So, a pilgrim without a staff, she had roamed....


But this special incident ought not to have occurred. Instinct told her there was a certain type of girl to whom it could not have occurred. She had always hoped she was this girl; sheathed in a sort of hard, transparent whiteness from which anything that was not the one big thing would infallibly slide off, without giving the occupant of this convenient armour the slightest trouble.

Of late, however, she had been growing suspicious of her powers to ward off an accumulation of petty experiences.

Experiences?—but she wanted experience.

She tried to trace back the initial carelessness—yes, carelessness was the only word for it—which had led to her present plight. She ought to have gone to her room to lie down, in spite of Marianna’s sneers. Yet that would have seemed a ridiculous affectation of prudery, especially as that very afternoon.... Ah, here the fault, then!... But she had not really flirted with Ralph von Sittart; the ladies of Dorzheim had misread that spurt of revolt which had suddenly lit her to flame; revolt from their disapproval of her; revolt from the stiff chairs on which each one stiffly sat, with her stiff neck upheld in whalebone.... Rather than make one of them, she had preferred to squat upon the bearskin in front of the tall, white, frozen stove; bend down her unfettered neck to rub her cheek caressingly against the animal’s beautiful head—Oh, it had been an exhibition of bad manners, certainly; even cheap bad manners ... bearskins and tigerskins were a bohemianism which London had long discarded; but these German women could be shocked by nothing more subtle than the effronteries of five seasons ago. And Deb had to shock them, in the impish mood which possessed her, for which Elly Ladenberg (née Harrison) was perhaps primarily responsible. “You haven’t brought your needle-work?” “I haven’t got any,” laughed Deb. “Then you have finished your present for Frau Koch?” in a discreet undertone. Deb learnt that it was the sacred custom here for any young girl staying with a married lady, to stitch a most elaborate piece of embroidery as a thank-offering for her hostess.
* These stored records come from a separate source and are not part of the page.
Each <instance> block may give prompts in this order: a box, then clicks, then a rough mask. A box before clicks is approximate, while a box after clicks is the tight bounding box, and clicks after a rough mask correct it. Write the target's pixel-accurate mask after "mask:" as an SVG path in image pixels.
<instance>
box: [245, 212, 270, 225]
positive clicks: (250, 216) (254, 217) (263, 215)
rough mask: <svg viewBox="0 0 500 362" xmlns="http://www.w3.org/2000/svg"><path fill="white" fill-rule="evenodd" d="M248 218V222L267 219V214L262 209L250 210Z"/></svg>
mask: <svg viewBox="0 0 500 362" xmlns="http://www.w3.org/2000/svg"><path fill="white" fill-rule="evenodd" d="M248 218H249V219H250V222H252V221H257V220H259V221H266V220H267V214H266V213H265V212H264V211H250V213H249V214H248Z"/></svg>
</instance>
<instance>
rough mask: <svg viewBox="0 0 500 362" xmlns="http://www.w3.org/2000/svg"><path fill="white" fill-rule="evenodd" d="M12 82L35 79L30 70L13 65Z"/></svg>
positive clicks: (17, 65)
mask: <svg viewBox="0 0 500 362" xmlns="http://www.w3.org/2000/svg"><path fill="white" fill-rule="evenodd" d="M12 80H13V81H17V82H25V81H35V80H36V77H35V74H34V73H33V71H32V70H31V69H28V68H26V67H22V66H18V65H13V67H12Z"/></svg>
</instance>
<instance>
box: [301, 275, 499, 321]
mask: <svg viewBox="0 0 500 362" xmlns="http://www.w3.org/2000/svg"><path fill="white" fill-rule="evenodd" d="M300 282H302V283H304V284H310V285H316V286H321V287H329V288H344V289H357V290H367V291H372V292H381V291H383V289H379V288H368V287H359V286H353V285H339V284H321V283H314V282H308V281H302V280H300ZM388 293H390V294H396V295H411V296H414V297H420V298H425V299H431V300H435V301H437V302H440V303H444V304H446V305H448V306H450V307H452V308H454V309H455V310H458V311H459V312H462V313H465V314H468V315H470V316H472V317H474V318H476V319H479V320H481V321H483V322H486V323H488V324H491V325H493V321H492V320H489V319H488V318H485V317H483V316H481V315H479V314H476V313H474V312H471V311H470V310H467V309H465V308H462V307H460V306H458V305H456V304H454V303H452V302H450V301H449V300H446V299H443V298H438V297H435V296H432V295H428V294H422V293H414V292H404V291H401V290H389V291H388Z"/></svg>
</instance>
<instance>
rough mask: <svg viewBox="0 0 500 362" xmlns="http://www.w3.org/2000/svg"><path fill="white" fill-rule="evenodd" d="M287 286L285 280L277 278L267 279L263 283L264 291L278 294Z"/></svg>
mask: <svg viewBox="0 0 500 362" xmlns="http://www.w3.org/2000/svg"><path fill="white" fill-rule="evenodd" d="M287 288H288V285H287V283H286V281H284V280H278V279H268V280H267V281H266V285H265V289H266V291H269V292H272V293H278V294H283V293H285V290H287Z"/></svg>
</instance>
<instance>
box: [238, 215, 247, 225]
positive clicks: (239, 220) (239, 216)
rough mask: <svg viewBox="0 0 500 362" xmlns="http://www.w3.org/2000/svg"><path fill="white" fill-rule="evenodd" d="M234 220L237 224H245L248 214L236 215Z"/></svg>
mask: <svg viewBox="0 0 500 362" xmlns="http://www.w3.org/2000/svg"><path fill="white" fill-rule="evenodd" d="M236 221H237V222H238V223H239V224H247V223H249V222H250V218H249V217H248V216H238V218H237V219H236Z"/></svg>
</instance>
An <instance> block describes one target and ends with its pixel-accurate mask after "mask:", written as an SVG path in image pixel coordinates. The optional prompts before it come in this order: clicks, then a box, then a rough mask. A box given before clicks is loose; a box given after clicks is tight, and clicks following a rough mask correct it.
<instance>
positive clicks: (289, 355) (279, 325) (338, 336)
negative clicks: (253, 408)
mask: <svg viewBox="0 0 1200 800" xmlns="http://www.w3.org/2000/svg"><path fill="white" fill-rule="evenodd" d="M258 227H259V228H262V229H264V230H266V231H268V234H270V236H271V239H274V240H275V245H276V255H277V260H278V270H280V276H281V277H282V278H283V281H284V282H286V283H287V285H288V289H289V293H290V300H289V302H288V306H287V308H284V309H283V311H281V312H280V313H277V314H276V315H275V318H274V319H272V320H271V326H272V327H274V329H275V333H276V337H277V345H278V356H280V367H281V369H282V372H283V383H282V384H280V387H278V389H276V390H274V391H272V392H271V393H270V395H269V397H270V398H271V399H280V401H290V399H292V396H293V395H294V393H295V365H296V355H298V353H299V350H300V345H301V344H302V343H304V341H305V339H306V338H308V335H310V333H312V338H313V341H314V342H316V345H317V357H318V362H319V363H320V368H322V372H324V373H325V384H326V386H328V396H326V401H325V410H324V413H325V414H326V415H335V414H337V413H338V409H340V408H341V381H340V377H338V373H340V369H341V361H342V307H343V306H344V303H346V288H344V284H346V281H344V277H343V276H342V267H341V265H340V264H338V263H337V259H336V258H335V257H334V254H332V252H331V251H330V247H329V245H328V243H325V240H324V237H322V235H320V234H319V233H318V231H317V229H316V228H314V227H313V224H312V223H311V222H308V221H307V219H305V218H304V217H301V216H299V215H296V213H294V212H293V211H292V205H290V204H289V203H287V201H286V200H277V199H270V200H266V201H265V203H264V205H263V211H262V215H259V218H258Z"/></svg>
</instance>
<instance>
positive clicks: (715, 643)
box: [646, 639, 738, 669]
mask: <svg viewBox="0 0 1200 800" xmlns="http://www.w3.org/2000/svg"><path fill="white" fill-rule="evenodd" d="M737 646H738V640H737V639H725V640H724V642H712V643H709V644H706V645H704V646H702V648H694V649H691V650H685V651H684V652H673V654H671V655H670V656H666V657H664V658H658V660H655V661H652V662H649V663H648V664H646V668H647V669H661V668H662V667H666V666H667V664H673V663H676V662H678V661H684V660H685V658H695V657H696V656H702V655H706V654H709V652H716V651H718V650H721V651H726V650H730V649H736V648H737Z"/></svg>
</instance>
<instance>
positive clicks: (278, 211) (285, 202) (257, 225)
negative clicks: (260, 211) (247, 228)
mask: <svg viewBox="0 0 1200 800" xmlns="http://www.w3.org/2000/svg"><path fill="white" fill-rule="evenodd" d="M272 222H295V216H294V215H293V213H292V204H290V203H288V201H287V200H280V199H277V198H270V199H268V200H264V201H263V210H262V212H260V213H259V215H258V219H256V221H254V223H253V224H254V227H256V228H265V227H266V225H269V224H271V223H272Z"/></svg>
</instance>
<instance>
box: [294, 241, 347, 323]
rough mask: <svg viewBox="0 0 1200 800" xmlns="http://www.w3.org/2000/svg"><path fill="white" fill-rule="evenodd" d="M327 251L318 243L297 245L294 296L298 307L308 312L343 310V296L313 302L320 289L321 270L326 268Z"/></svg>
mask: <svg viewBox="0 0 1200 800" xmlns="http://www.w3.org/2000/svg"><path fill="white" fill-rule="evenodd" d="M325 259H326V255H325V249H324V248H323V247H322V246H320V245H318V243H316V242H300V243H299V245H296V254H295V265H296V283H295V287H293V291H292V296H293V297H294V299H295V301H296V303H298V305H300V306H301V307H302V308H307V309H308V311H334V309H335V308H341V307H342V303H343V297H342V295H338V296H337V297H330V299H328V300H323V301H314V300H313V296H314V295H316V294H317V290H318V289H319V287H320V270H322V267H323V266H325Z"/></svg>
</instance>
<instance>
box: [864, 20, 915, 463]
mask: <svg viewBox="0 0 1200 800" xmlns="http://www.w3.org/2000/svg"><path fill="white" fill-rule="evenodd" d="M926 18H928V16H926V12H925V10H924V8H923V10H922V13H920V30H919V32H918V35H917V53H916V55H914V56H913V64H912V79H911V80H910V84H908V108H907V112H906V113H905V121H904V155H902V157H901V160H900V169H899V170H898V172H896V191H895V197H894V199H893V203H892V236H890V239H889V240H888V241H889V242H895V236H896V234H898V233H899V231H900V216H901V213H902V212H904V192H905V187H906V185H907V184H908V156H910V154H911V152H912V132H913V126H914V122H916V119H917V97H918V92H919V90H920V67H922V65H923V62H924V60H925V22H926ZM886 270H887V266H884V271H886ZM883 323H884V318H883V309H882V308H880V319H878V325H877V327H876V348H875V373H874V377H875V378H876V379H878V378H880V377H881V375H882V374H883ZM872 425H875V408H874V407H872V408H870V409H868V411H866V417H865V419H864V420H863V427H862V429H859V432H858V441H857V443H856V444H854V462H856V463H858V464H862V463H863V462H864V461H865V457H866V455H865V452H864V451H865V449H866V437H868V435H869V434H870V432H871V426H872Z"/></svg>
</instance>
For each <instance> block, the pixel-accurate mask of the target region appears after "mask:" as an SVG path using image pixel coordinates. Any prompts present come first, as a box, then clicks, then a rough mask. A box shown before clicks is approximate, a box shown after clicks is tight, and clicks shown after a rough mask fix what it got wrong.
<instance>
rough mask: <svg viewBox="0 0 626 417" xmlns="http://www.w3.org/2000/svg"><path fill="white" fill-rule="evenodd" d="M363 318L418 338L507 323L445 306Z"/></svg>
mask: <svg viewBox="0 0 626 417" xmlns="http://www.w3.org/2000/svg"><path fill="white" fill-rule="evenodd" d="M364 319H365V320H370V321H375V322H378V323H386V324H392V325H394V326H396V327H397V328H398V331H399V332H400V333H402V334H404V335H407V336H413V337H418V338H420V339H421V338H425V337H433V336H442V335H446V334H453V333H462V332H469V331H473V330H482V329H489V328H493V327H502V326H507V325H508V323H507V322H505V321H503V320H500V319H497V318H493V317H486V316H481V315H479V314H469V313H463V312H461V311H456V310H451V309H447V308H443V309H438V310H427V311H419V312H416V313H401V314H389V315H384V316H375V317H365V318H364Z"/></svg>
The information depressed her. She enquired if it would not be possible to obtain the same effect of overpowering gratitude, by sending to an expensive shop in London.

“You can see for yourself that it would not do. The sentiment would not be the same.”

“Curse the sentiment,” murmured Deb mournfully, disappointed of an ally.

... The word was passed round that the English girl was, to say the least of it, eccentric. Anything sensational might be expected of her.